Brilian - Wakil Presiden RI Jusuf Kalla mengingatkan kampus, khususnya jurusan ekonomi tidak hanya mengajarkan teori, tetapi juga mempertemukan mahasiswa dengan pelaku UMKM untuk mendapatkan pengalaman. Sebaliknya, pelaku UMKM bisa belajar teori ekonomi, misalnya pembukuan dan teknik pemasaran.
"Pengusaha kecil akan mendapat manfaat ilmu. Mahasiswa akan mendapatkan pengalaman. Karena, walaupun sudah S1, S2, S3, belum tentu punya pengalaman seperti pengusaha kecil. Jadi bukan hanya mengajar, tetapi saling mengajar," ujarnya saat meresmikan Gedung Center of Microfinance di Kampus Universitas Hasanuddin (Unhas), Makassar, Sulawesi Selatan.
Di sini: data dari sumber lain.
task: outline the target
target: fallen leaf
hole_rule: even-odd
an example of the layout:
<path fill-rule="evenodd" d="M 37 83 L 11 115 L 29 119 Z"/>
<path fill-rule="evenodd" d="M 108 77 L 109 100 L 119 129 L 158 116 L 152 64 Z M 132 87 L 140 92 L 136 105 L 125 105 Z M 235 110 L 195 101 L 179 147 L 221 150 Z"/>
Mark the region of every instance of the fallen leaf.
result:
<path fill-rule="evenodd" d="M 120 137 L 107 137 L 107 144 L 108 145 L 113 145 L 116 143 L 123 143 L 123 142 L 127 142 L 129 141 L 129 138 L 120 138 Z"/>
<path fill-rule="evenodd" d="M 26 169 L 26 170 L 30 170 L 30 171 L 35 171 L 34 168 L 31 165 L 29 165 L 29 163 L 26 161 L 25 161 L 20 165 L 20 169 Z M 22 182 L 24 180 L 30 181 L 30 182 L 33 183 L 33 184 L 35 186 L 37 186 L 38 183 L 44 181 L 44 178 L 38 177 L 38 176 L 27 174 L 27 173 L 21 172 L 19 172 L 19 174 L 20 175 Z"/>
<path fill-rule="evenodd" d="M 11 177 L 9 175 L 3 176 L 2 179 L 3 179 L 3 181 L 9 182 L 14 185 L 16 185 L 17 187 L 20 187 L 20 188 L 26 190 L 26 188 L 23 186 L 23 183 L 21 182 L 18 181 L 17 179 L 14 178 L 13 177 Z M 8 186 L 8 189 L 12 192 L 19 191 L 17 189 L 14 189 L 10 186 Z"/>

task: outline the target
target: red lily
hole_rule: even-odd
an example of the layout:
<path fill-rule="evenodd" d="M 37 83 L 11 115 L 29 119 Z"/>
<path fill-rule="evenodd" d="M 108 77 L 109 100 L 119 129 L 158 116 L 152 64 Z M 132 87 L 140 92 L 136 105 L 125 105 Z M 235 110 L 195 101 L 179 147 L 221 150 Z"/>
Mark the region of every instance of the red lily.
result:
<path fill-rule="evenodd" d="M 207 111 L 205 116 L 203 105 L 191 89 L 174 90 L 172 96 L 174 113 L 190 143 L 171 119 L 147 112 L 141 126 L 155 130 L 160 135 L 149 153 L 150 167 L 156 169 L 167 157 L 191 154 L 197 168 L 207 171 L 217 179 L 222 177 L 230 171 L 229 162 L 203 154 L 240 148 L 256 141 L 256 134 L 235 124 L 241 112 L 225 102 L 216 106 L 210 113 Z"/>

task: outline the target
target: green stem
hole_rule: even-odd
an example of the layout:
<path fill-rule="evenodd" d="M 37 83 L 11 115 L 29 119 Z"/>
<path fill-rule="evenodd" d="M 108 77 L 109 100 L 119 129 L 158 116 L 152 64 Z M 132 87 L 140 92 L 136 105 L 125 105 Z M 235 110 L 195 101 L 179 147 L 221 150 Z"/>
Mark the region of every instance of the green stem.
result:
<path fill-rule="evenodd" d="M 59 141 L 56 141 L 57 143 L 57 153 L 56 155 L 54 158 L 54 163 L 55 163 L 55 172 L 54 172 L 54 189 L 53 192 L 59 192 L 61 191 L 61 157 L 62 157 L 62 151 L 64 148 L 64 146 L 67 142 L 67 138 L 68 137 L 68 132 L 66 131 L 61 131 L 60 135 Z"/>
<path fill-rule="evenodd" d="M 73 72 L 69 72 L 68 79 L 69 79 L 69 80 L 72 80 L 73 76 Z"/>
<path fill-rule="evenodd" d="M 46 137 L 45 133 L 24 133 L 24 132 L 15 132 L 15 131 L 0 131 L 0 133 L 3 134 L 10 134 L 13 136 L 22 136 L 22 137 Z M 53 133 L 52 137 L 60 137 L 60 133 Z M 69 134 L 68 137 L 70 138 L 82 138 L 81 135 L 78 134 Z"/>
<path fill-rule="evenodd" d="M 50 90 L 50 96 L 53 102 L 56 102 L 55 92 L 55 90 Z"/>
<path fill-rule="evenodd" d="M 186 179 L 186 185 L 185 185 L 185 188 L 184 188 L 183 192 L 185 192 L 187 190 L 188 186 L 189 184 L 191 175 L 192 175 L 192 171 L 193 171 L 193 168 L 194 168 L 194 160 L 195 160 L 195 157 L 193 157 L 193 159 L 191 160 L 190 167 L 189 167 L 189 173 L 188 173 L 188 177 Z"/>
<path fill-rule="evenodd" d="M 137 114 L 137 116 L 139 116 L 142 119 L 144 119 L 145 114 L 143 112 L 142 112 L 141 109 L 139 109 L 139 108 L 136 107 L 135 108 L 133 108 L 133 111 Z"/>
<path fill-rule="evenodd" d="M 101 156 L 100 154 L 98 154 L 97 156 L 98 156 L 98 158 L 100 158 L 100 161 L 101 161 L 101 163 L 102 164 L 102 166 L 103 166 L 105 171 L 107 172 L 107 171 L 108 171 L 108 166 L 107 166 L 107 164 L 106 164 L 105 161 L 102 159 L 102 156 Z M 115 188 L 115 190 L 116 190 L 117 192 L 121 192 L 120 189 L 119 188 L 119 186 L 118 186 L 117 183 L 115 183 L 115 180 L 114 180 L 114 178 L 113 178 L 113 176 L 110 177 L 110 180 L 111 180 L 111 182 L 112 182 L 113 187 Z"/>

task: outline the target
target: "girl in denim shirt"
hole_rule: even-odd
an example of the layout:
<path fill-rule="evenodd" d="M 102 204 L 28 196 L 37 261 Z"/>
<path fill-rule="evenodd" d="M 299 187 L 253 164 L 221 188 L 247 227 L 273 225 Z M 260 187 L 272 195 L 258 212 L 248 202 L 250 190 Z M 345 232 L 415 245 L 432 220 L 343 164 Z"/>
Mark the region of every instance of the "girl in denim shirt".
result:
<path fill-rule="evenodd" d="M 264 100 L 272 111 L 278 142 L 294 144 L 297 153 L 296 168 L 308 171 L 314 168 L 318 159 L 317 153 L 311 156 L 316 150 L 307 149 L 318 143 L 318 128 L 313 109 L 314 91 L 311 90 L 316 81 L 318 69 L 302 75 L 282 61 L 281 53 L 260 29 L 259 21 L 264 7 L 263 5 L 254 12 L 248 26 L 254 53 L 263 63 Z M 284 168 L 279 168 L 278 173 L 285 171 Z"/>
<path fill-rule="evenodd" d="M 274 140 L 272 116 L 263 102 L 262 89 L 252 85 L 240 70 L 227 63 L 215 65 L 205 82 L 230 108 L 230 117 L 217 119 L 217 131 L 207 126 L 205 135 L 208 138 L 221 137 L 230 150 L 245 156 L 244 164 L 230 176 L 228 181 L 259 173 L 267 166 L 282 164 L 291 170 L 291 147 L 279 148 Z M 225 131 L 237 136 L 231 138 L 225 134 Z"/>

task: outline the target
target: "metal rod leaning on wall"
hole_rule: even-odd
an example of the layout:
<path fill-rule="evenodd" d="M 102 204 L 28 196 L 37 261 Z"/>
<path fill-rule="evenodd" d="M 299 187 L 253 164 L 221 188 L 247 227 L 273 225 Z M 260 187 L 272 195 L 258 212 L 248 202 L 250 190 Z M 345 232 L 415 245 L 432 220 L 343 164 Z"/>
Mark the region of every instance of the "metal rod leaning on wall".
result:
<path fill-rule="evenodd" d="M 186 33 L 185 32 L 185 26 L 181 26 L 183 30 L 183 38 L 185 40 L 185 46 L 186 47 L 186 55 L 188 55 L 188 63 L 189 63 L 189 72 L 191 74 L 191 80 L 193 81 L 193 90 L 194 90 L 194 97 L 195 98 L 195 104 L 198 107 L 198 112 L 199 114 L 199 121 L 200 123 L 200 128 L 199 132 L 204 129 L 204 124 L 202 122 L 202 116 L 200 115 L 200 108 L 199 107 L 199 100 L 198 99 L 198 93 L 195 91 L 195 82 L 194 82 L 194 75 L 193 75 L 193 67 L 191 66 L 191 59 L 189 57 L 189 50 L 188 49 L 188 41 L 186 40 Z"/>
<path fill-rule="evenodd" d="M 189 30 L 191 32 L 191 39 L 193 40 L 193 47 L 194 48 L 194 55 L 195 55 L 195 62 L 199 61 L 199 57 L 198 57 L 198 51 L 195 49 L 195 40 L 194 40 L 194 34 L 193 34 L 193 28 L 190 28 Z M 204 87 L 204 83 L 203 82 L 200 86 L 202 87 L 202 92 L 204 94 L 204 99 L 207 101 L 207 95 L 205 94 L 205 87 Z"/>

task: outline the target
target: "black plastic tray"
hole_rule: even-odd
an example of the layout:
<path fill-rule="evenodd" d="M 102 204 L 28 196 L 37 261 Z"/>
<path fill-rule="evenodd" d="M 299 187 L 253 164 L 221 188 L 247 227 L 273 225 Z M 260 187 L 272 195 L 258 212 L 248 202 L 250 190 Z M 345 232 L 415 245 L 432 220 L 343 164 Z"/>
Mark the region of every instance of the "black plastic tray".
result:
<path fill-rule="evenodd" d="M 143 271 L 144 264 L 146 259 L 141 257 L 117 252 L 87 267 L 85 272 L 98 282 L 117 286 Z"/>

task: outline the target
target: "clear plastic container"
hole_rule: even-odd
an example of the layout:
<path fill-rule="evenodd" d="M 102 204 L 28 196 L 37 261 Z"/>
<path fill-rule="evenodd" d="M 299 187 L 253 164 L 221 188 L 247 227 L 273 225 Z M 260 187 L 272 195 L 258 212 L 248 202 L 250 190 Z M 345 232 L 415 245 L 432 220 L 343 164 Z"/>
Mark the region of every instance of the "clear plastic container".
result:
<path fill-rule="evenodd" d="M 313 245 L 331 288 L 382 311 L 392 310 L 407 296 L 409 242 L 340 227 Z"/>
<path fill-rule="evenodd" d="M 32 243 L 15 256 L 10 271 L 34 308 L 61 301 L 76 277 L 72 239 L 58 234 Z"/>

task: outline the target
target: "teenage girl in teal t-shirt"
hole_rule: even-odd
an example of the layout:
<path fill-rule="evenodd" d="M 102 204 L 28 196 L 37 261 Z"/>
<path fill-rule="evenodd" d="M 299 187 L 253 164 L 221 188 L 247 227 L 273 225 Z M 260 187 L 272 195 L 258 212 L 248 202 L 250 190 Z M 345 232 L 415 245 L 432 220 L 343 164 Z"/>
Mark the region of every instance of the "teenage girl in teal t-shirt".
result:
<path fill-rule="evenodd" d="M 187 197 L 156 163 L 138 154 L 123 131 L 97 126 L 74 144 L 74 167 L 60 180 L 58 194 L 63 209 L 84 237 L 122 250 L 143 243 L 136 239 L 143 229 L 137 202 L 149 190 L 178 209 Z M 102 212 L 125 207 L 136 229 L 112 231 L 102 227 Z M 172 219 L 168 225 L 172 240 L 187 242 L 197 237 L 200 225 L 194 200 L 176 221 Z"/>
Gedung Center of Microfinance berfungsi untuk mengembangkan sektor usaha mikro, kecil, dan menengah (UMKM). Pembangunan gedung tersebut merupakan hasil kerja sama kampus Unhas dengan Bank Rakyat Indonesia (BRI).
Dikatakan Kalla, pelaku UMKM seringkali kesulitan mengembangkan usahanya karena keterbasan akses informasi. Karena itu, Kalla meminta agar pelaku UMKM dan akademisi berkolaborasi.
Pemerintah, lanjut Kalla, memberikan fasilitas KUR (kredit usaha rakyat) sebesar Rp120 triliun tiap tahun untuk pengembangan ekonomi nasional. KUR harus dikelola dengan baik agar hasilnya maksimal. Salah satu caranya dengan bekerja sama dengan perguruan tinggi.
Kalla berharap BRI melanjutkan pembangunan gedung dan program kolaborasi antara kampus dan UMKM di kota lain.
"Laba BRI sekitar Rp25 triliun setahun, (membangun gedung) Rp16 miliar kecil lah. Bikin 10 bisa, semoga nanti ada di kota-kota lain," harapnya.